To our knowledge, our population-based review is one of the largest radiographic evaluations examining factors associated with loss of reduction (or preventing loss of reduction) after locking plate fixation for proximal humerus fractures. We also used standardized operational definitions of radiographic measurements and outcomes and evaluated inter-rater reliability of these parameters; inter-rater reliability was excellent, adding support that our evaluation could be repeated by others.

There are some limitations that warrant discussion. Despite being a population-based review, it is a retrospective radiographic review, so we lack functional and patient-reported outcomes. We were also unable to detail differences in surgical techniques in plate fixation. Further, we focused on loss of reduction, and although loss of reduction was associated with higher reoperation rates, not all patients who lost reduction required reoperation. Because not all reoperations occurred at the index surgical hospital, we do not have all the reasons for reoperation, but clearly loss of reduction was the most common reason for reoperation in the those defined as having loss of reduction.

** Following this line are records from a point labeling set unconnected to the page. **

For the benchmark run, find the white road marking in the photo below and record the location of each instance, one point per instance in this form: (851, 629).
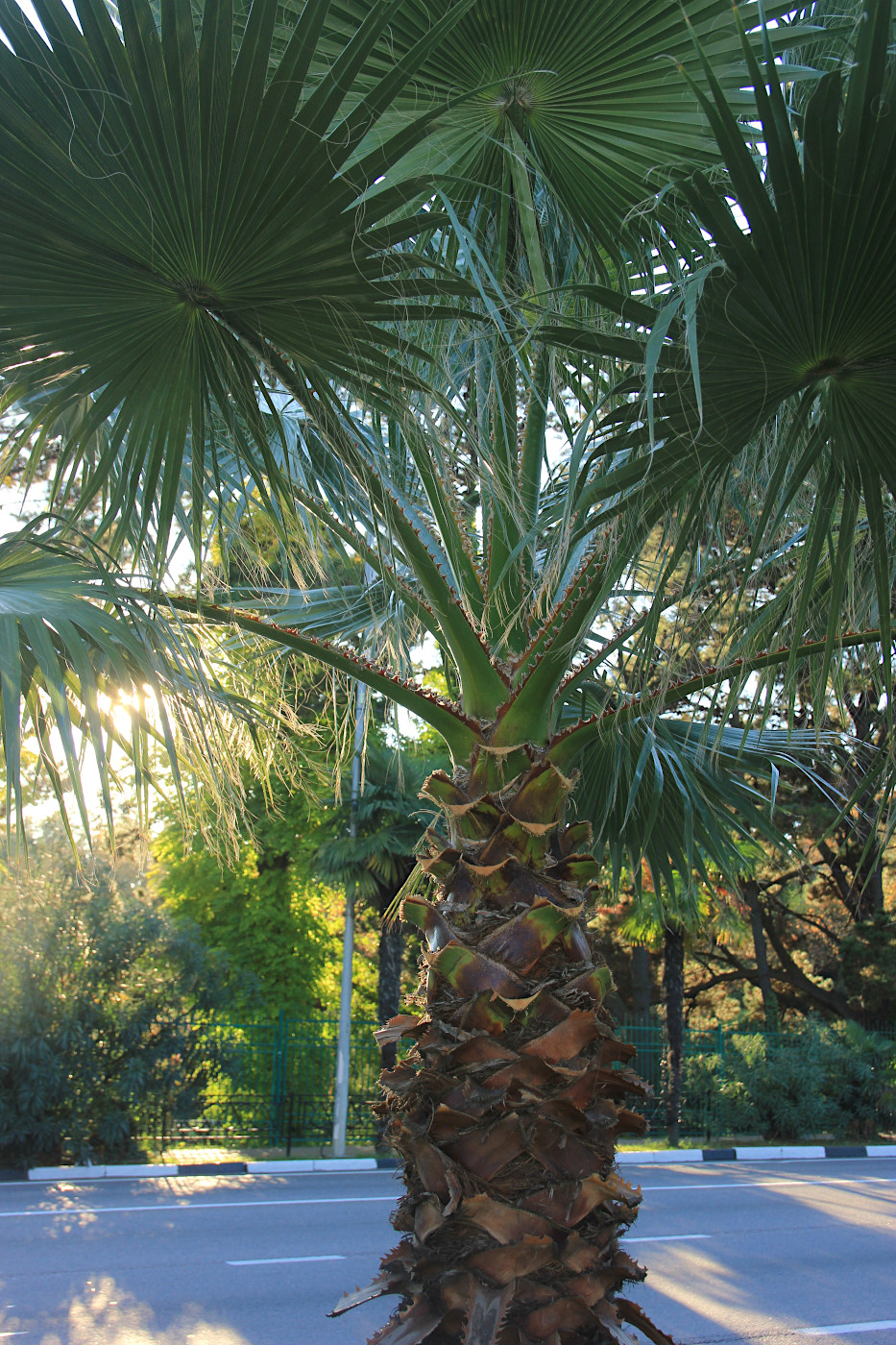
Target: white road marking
(284, 1260)
(667, 1237)
(194, 1204)
(781, 1181)
(846, 1328)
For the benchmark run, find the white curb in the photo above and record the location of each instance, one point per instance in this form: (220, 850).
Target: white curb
(764, 1153)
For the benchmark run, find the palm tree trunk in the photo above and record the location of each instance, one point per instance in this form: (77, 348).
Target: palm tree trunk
(506, 1112)
(674, 995)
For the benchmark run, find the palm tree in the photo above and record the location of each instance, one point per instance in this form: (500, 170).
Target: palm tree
(233, 288)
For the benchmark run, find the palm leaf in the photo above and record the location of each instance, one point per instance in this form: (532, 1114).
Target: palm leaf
(85, 669)
(588, 93)
(175, 212)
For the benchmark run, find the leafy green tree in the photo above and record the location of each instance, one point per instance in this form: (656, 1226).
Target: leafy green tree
(354, 271)
(100, 1001)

We also used the Neer Classification for fractures, which has not been proven to be reliable. However, our senior residents, who were trained in reviewing the radiographs by a fellowship-trained upper extremity surgeon were able to achieve excellent inter-rater reliability in assessing the radiographic parameters (Supplementary Table S1). Finally, we did not contact any patients for follow-up and used only available data in the hospital and provincial diagnostic imaging databases. We assumed that all patients who experienced issues related to their surgery returned for further evaluation, and because our administrative data were provincial, we were unlikely to have missed a substantial number of reoperations or patients with symptomatic loss of reduction. However, we may be underestimating the number of patients with loss of reduction. Nonetheless, we believe that this potential underestimation is unlikely to change the results, because in the patients we followed up there was a clear and strong pattern regarding factors associated with loss of reduction (or prevention thereof).

Conclusion

Our radiographic review of proximal humeral fractures treated with locking plates confirmed that older patients with 4-part fractures were at higher risk of losing reduction. However, constructs achieving SI, SM, CR, and a neutral NSA alignment had the lowest rates of loss of reduction. When these factors are achieved, the number of screws in the humeral head did not appear to significantly enhance fracture stability. Further work is needed to understand how these factors affect clinical outcomes.

Disclaimer

The authors, their immediate families, and any research foundations with which they are affiliated have not received any financial payments or other benefits from any commercial entity related to the subject of this article.